Monday, Aug. 05, 1957
Robin Hood of the Himalayas
From his gleaming white palace among the golden pagodas in Katmandu, hollow-cheeked King Mahendra issued a royal decree: the new Prime Minister of Nepal is Dr. Kunwar Inderjit Singh. To his neighbors in the two most populous nations in the world, the King's choice was of major significance. Tiny Nepal lies on a 4,000-ft.-to-9,000-ft. slope of the Himalayas between Red China and India, and is a pawn in the tense frontier rivalry between them. The Foreign Ministries in both countries last week probably had legitimate misgivings about how Singh will swing.
Barrel-chested, walrus-mustached K.I. Singh, 54, onetime Indian army clerk and practicing homeopathic physician, earned the sobriquet "Robin Hood of the Himalayas" when he began parceling out land to peasant farmers during a nationwide revolt against the autocratic Rana dynasty in 1950. Worried by Singh's deeds of derring-do as head of a band of ragged Nepalese army irregulars, nervous Indian army "observers" stationed in Nepal clapped him into jail. He escaped the Indians, but was picked up again. One night in 1952 Singh broke jail and led a coup that captured the capital's airfield, treasury and arsenal. The then King of the day, fearful of the Indians, would not let Singh form a government. With 32 followers (five of whom died en route), Singh groped his way through blinding snowstorms into Tibet, then headed for Peking.

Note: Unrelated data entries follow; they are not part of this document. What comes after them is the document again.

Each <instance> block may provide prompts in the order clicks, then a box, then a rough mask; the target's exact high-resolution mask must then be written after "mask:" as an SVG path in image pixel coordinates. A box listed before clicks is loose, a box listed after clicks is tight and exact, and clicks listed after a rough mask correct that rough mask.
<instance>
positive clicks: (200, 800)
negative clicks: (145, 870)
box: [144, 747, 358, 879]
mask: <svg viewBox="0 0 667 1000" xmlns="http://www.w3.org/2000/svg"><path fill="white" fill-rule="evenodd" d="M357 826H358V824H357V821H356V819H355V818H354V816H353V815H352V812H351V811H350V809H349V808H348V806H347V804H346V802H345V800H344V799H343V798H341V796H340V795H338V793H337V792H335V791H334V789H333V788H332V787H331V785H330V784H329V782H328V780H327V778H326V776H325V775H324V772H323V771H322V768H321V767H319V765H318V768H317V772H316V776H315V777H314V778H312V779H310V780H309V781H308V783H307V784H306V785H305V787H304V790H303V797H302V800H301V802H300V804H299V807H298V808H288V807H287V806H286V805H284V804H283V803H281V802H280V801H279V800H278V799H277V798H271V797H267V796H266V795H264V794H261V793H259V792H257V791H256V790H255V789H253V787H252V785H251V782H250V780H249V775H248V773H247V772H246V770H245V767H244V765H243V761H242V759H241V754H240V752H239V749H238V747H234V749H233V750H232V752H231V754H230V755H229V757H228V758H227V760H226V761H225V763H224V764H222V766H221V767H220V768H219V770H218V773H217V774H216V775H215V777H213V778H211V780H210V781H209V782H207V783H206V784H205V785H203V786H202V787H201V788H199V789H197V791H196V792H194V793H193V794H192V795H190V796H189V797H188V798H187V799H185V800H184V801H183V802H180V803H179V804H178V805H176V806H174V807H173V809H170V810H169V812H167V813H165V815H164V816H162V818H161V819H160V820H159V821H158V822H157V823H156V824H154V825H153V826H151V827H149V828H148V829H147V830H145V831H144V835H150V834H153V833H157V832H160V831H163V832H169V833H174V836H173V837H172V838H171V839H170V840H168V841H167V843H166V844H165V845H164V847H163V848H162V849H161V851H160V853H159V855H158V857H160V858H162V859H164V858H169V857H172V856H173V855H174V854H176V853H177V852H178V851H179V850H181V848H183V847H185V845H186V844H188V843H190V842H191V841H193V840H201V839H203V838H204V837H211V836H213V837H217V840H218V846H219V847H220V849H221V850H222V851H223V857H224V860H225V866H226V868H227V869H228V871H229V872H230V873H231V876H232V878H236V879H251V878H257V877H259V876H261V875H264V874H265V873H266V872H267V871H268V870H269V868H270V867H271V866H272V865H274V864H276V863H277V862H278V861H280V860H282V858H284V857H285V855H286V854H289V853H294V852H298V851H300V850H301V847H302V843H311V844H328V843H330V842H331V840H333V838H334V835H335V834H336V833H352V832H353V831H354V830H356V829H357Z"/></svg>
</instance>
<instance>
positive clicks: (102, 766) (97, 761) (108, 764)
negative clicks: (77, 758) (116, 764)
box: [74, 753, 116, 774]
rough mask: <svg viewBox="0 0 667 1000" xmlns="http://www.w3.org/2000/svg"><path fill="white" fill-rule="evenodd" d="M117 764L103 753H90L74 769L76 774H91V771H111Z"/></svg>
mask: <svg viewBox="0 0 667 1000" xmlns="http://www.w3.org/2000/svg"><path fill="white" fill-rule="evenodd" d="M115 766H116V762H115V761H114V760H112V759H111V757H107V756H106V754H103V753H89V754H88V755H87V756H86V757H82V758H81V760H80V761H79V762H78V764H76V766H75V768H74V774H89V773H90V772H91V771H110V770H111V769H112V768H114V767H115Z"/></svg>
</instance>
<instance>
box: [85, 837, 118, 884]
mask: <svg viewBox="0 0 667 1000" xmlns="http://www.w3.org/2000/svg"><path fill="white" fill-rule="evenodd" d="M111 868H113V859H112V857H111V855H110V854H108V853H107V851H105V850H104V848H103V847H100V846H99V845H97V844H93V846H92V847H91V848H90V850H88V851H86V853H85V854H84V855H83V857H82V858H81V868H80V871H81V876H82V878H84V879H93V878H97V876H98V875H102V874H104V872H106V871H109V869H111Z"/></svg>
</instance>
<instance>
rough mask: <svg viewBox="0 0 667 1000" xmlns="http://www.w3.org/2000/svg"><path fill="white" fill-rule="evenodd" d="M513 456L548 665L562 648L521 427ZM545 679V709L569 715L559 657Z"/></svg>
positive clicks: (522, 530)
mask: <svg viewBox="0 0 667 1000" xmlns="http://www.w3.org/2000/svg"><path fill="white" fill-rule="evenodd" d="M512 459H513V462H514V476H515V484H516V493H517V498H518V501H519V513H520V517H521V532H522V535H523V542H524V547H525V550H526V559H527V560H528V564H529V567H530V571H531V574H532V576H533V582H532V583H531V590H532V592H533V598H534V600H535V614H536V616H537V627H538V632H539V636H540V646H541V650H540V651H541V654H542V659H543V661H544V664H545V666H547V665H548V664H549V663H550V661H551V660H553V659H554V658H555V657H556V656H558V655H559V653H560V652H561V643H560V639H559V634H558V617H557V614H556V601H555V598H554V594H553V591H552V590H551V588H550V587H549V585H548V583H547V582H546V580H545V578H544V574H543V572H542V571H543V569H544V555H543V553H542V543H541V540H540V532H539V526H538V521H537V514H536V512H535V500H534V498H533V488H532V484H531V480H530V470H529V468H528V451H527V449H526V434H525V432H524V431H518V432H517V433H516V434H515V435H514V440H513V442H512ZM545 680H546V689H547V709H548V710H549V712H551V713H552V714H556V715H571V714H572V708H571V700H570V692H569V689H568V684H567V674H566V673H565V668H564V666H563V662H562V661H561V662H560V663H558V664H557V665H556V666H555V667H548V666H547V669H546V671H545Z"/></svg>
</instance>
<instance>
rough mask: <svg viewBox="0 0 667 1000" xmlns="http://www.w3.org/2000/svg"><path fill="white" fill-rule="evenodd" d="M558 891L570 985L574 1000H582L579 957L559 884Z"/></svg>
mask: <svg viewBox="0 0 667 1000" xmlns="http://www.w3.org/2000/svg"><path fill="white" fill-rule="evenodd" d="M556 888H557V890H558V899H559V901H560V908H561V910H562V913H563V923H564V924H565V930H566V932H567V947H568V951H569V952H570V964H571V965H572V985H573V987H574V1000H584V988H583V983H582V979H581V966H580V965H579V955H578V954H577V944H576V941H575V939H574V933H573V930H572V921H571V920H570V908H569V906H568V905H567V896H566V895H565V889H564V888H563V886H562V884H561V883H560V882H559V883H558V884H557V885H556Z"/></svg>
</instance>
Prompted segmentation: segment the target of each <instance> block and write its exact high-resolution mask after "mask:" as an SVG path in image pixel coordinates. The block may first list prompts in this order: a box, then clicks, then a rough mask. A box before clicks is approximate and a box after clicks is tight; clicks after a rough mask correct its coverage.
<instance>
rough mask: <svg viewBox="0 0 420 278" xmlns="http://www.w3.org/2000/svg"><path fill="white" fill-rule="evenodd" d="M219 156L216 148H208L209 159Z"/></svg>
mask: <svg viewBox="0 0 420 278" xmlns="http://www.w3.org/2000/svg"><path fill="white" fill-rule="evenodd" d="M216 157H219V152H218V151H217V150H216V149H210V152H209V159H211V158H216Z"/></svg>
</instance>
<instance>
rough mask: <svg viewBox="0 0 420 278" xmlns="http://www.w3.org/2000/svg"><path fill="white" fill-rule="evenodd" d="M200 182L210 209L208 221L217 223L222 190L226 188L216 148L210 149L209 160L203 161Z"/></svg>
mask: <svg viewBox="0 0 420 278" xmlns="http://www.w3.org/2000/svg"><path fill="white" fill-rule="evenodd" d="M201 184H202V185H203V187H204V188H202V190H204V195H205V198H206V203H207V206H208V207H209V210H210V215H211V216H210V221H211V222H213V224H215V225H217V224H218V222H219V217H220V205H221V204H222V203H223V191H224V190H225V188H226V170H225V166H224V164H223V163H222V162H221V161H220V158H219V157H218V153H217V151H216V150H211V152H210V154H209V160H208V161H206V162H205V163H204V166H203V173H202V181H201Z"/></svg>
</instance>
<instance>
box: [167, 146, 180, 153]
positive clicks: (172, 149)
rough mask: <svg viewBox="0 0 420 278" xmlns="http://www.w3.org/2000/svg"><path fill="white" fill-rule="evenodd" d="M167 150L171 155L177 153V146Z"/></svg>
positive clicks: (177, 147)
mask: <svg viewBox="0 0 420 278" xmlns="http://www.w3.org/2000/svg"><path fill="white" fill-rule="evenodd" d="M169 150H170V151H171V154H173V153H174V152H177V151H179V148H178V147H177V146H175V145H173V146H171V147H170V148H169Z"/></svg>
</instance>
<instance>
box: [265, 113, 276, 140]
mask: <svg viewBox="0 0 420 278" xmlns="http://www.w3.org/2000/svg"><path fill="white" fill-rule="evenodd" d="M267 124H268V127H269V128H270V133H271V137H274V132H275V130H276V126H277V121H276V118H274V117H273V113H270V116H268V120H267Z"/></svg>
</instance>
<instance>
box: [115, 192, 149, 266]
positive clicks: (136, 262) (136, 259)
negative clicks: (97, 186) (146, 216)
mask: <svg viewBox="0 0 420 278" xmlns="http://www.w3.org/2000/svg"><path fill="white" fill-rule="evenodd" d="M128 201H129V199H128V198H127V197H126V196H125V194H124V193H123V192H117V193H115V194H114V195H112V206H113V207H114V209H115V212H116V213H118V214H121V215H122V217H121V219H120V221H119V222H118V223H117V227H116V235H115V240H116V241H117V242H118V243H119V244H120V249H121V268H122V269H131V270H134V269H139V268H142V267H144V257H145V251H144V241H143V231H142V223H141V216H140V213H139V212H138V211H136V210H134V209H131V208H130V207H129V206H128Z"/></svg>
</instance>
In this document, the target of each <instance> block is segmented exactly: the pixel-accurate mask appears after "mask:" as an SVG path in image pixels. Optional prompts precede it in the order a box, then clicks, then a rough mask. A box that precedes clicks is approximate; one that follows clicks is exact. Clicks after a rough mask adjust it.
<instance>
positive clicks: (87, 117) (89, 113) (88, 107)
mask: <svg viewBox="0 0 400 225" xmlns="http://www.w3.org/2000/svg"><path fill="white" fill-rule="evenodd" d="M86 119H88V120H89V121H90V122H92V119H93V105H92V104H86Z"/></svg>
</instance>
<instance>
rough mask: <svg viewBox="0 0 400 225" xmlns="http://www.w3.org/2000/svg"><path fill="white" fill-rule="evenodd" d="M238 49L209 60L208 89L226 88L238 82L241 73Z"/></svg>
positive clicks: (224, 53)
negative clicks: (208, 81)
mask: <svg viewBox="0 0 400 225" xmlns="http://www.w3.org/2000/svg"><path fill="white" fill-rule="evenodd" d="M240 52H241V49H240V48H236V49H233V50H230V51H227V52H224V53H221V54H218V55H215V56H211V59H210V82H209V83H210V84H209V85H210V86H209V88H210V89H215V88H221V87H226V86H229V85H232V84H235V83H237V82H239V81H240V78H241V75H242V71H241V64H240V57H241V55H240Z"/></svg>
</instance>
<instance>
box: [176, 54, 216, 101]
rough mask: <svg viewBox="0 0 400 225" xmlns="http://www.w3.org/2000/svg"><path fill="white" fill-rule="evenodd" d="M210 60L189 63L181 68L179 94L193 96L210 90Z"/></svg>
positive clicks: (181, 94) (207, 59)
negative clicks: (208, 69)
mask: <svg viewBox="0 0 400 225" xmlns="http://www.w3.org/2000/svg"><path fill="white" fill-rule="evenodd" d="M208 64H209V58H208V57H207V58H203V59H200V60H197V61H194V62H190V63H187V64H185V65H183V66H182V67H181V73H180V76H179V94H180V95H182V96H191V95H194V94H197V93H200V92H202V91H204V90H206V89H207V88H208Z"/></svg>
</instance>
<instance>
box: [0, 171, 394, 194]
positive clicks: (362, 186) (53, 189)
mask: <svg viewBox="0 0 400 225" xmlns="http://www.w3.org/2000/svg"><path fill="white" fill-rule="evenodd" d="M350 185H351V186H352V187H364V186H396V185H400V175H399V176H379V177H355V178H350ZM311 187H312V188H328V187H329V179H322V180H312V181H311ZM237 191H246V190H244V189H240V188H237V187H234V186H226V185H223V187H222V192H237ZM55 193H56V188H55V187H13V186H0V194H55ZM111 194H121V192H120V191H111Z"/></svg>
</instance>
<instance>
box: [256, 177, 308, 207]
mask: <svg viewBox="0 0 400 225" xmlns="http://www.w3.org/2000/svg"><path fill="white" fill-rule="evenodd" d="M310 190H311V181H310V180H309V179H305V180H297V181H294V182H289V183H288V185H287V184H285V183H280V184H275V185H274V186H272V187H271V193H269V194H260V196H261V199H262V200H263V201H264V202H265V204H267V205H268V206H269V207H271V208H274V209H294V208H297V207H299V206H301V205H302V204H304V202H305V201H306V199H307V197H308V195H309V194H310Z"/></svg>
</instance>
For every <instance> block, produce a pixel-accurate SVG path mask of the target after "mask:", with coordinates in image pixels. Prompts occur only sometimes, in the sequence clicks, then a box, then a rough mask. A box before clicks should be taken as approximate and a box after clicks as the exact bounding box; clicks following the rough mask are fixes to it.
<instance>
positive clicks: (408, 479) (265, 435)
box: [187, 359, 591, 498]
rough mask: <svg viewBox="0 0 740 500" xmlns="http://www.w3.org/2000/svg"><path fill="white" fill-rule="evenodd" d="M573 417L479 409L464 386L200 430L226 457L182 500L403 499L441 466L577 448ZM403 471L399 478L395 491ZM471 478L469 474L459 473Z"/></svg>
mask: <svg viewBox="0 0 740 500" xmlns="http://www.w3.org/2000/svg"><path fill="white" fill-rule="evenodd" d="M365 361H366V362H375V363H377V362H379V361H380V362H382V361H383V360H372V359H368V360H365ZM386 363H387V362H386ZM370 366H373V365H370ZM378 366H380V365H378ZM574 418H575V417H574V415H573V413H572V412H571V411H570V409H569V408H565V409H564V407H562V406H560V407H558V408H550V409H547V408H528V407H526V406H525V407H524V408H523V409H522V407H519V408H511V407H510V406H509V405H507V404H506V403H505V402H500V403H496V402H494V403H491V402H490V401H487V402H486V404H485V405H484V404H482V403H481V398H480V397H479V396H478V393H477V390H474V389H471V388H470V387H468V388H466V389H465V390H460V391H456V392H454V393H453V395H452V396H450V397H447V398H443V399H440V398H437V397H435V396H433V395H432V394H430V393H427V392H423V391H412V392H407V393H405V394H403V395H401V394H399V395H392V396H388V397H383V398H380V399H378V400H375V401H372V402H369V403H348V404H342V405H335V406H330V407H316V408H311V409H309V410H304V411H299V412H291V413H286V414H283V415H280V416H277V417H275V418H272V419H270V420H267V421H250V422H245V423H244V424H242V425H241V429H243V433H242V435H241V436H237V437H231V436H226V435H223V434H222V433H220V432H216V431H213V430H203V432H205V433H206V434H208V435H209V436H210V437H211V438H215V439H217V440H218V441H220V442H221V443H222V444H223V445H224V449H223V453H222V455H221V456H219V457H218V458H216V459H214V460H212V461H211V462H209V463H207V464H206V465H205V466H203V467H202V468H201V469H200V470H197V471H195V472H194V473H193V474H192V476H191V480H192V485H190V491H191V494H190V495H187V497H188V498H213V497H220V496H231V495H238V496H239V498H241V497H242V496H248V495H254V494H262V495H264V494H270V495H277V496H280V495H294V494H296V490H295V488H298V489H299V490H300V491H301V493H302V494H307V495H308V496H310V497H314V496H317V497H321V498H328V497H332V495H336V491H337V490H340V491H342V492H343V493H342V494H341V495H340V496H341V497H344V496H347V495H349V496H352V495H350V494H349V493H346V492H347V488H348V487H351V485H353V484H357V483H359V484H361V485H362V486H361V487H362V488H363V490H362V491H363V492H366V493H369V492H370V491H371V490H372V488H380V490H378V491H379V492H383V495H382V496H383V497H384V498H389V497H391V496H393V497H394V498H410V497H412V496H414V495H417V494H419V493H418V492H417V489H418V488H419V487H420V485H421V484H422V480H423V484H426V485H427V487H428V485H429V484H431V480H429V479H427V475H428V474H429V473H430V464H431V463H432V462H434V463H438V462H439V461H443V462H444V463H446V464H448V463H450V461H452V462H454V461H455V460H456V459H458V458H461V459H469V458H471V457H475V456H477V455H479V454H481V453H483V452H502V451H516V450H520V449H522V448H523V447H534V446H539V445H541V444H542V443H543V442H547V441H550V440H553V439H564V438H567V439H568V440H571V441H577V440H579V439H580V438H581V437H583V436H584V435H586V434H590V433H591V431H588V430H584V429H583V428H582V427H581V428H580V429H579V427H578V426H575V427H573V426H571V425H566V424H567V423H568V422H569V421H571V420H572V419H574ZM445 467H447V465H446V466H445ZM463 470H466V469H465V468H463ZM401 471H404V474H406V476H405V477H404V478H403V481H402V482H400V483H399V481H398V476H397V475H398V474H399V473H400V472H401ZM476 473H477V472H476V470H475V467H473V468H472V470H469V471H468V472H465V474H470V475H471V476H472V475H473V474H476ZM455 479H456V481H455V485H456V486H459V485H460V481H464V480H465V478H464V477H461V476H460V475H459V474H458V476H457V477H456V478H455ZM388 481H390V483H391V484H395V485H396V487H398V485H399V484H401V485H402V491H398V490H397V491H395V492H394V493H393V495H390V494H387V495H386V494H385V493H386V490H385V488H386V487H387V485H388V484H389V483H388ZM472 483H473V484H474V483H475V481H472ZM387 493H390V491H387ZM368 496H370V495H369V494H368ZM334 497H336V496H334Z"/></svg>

Six-Shooters. Communist China rolled out the Red carpet for Singh, called him the "potential leader of Free Nepal." But suddenly he was dropped by the Communists (a casualty in Chou En-lai's new policy of coexistence with India), and at the Bandung Conference Chou En-lai agreed to return Singh and his followers to Nepal. Singh arrived in Katmandu to the sound of brass bands and cheering thousands, found that corruption and inefficiency in local government had enhanced the memory of him as a Robin Hood. To stimulate the legend of his past military feats, he took to swaggering about town wearing a pair of six-shooters and cradling a 12-gauge shotgun in his arm.
Vehemently denying that he was a Red Chinese agent, Singh was careful not to criticize the Chinese Communists ("After all, I was their guest"), talked, instead, of making Nepal the "Switzerland of the Far East," i.e., neutral. He saw that there was no future in Nepalese politics without Indian backing, began insisting that India was Nepal's "best friend," and asked the Nepalese to be "more grateful" for Indian economic aid. He was invited to New Delhi and had a chat with Nehru. Nehru laconically concluded: "Not a Communist--just a freebooter."
New Rupees. Barefooted, still toting his guns as "protection against the lawlessness the central government cannot control," Singh stumped the peasant country, leaving a trail of crisp new Indian rupee notes behind him. Where did the money come from? Some said Red China, others said New Delhi, others said from King Mahendra. No one was quite sure where Singh's loyalty lay, but his popularity could not be denied. Watching the tight, close-lipped organization of the 27 men who had followed Singh into China and out again, some observers were sure that there were certainly Communists among them, and that Singh, newfound friend of India and the Nepal royal family, may be playing a deadly, long-range game for Red China.
None of the regular Nepal parties would have anything to do with him, but new Prime Minister Singh last week put together a Cabinet of Singh's men and the King's men, and announced that the country's first elections would be held "when the moon is full in October."